Given the notable associations of previously reported gene expression signatures (GES) with outcomes in IMmotion 150 (angiogenesis GES, myeloid-inflamed GES and T-effector GES) and JAVELIN Renal 101 (angiogenesis GES and immune GES), we evaluated differences in tumour gene expression profiles according to baseline NER.28 30 31 However, baseline NER level was not associated with any specific GES or individual gene expression.

Findings from analyses of NER differ from previous analyses of NLR as a biomarker in the JAVELIN Renal 101 trial. NLR was found to be a potential prognostic biomarker in patients treated with avelumab plus axitinib or sunitinib but was not predictive of differential outcomes in either arm.17 In addition, NLR was associated with biological characteristics that may influence patient outcomes on their own, such as tumour mutational burden, mutational signatures and IMDC risk groups. In previous studies, eosinophils have been shown to be active in the tumour microenvironment and to be involved in response to immunotherapies in preclinical models.24 34 Specifically, activated tumour-infiltrating eosinophils were found to release chemokines that promoted T-cell recruitment and infiltration into the tumour and macrophage polarisation, resulting in tumour rejection and prolonged survival.

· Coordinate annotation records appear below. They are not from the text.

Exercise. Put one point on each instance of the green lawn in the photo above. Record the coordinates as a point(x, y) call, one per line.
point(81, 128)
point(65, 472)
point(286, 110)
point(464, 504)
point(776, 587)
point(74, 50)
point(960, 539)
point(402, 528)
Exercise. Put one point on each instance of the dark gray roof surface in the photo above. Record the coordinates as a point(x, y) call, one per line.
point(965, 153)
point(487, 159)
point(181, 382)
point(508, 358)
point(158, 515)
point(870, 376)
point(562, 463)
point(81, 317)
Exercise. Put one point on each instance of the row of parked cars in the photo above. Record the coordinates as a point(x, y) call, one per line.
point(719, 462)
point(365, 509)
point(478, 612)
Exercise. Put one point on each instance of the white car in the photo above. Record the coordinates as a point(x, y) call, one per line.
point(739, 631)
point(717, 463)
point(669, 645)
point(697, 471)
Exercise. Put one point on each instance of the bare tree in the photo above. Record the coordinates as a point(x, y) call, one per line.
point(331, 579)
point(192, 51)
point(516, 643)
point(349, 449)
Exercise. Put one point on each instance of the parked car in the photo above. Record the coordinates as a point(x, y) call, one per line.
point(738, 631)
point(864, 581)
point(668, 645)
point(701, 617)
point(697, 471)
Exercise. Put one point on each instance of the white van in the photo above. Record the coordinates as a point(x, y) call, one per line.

In a previous study of nivolumab plus ipilimumab treatment in patients with metastatic RCC, lower baseline NER was associated with longer PFS and OS and higher ORR.20 35 However, to our knowledge, our study is the first to evaluate baseline NER in patients receiving antiangiogenic TKI monotherapy and to compare outcomes with those in patients receiving ICI-based combination therapy. Our analyses have various limitations and the findings should be interpreted with caution. All analyses were exploratory and were performed for hypothesis-generating purposes only. Median cutoffs were used to provide an estimation of possible trends only. Multivariable analyses included only a selected set of variables and did not include other potential blood-based or inflammatory biomarkers, such as levels of individual cell types. More comprehensive evaluation of NER as a potential predictive biomarker in patients with aRCC receiving ICI-based combinations is needed.

Conclusion

Post hoc analysis from the JAVELIN Renal 101 trial suggests that lower baseline NER may be associated with longer OS irrespective of treatment. Analyses of potential differences in treatment effects with avelumab plus axitinib versus sunitinib according to NER level were inconclusive.